La direttiva sugli imballaggi è uno dei punti chiave del New Green Deal. E come sugli altri capitoli, ha visto un’attività di lobby delle industrie coinvolte molto pressante. Parliamo di tre settori: i produttori di imballaggi, plastica e carta, l’industria del riciclo e tutte quelle industrie del cibo veloce o della logistica, che guadagnano adottando il monouso, come Mc Donalds o Amazon, che non hanno lesinato energie e risorse nel cercare di convincere gli eurodeputati. Obiettivo era ridurre alla fonte la quantità di rifiuti prodotta da imballaggio e riciclare ciò che eventualmente resta. Il testo uscito dall’europarlamento era già stato fortemente edulcorato da una selva di emendamenti che di fatto hanno ridotto gli obiettivi di riduzione dei rifiuti e salvato il monouso. Già lì gli europarlamentari italiani di tutti gli schieramenti, con l’eccezione dei 5 stelle, si erano dimostrati molto sensibili all’attività di lobby documentata dalle ONG.

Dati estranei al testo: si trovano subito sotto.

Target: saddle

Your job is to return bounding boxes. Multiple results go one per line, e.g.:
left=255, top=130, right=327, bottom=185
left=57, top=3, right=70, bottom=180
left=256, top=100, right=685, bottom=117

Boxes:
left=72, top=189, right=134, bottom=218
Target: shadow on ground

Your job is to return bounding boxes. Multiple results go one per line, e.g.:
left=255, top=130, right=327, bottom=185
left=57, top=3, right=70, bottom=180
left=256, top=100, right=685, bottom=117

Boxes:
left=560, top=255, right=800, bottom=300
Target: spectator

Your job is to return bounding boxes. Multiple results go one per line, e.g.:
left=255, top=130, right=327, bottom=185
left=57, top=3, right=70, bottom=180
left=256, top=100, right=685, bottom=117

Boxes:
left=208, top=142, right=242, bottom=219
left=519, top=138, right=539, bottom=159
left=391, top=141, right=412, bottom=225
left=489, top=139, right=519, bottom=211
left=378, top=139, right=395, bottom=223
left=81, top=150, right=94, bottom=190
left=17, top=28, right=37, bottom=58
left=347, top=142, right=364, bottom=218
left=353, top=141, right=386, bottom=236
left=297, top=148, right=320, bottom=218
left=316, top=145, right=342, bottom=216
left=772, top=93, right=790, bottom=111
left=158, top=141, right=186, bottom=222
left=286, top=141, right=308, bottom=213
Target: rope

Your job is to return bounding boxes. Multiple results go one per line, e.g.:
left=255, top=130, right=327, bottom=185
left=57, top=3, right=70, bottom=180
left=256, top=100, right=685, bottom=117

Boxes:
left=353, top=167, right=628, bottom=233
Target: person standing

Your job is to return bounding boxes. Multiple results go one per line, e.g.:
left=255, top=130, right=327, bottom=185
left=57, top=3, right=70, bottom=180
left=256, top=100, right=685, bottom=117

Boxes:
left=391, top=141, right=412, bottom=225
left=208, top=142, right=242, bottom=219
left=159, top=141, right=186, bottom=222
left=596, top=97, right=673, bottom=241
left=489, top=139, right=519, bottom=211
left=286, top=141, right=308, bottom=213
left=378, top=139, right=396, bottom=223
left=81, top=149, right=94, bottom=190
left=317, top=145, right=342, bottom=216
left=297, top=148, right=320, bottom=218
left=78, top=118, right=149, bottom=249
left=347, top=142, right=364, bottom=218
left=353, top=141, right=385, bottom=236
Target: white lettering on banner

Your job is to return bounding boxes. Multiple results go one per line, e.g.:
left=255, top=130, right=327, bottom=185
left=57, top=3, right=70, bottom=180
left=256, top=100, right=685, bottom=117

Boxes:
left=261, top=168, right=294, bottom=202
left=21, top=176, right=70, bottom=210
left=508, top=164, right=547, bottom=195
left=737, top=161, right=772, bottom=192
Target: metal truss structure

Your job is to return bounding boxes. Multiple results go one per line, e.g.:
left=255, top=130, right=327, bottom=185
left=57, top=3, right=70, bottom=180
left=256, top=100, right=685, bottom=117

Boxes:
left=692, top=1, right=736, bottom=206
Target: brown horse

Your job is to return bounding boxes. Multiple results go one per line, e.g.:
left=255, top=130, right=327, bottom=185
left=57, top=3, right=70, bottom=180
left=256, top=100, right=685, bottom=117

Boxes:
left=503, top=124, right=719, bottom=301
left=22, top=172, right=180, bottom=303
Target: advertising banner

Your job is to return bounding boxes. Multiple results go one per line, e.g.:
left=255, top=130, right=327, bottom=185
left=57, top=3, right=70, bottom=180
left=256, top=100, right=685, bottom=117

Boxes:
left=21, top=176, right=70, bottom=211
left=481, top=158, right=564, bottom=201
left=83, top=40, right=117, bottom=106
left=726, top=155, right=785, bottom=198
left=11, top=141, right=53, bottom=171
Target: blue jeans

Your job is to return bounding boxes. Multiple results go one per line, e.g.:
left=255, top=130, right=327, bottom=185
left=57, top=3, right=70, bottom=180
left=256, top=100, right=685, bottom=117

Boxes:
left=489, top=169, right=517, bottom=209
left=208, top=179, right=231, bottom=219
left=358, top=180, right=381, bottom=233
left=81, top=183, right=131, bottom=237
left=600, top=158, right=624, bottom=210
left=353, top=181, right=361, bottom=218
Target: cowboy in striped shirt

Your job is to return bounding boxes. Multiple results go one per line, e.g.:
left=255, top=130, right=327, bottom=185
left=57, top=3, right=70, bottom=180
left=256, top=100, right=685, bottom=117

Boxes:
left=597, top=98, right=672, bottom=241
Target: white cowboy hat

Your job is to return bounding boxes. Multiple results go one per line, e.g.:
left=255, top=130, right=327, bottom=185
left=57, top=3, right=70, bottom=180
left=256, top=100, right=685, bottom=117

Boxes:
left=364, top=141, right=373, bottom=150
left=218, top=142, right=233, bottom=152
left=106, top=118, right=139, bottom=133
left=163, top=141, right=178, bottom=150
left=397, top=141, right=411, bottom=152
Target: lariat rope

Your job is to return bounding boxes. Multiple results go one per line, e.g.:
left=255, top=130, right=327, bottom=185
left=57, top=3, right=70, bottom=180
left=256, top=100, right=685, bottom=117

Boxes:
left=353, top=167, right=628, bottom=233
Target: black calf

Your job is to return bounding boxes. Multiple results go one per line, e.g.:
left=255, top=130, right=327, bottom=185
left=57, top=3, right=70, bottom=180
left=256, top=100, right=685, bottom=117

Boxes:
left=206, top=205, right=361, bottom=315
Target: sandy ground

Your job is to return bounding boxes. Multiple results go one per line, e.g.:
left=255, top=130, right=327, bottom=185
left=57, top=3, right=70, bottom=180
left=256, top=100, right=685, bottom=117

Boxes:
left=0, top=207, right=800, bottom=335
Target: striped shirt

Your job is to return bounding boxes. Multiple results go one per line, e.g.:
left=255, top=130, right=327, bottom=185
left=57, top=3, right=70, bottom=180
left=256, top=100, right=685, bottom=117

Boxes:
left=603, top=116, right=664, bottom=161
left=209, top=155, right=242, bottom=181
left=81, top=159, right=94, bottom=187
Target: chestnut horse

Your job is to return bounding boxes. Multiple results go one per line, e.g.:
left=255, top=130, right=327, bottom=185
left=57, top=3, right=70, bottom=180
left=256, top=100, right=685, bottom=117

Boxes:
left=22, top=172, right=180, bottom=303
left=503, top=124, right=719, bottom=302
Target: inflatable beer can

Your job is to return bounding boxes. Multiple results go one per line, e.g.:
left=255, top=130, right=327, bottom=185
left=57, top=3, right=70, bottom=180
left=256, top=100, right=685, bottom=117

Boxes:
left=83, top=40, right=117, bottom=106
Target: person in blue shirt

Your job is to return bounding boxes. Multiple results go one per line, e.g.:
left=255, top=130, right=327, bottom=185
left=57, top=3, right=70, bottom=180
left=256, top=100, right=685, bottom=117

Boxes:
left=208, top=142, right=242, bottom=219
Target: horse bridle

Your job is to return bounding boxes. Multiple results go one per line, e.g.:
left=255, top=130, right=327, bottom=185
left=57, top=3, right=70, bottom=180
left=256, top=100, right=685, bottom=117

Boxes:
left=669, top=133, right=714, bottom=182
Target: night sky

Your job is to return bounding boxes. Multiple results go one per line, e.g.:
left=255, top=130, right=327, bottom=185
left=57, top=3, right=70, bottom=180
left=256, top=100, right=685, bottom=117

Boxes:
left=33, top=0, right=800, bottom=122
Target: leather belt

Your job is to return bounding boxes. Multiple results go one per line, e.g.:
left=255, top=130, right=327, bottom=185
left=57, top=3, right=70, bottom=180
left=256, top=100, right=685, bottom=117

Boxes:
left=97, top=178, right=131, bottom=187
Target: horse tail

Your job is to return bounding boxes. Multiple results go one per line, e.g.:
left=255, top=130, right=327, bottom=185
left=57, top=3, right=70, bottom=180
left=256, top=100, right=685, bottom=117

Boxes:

Il nuovo testo ora adottato dai ministri dell’ambiente, che sarà oggetto della trattativa definitiva, corregge al rialzo gli obiettivi, ed è una buona notizia. Non per in governo Meloni che oggi ha deciso un voto contrario che sembra più un messaggio interno. Da mesi Confindustria e i suoi media picchiano duro contro la direttiva. Meno rifiuti vuol dir meno materia prima e l’Italia ha forse la principale industria di riciclaggio europea e di produzione di imballaggi in carta, il cui presidente del consorzio europeo delle imprese è l’ex presidente di Confindustria D’Amato. Il problema è serio: il 40% della plastica e 50% della carta usati in Europa son destinati all’imballaggio, con previsioni di aumento. Una situazione dunque insostenibile. In Italia parliamo di 700mila imprese e un giro di affari di centinaia di miliardi. Ma come sta accadendo in altri settori per consenso interno il governo cerca la difesa sterile di un settore destinato a inevitabili cambiamenti, anziché far politiche industriali per una transizione necessaria e altrettanto inevitabile.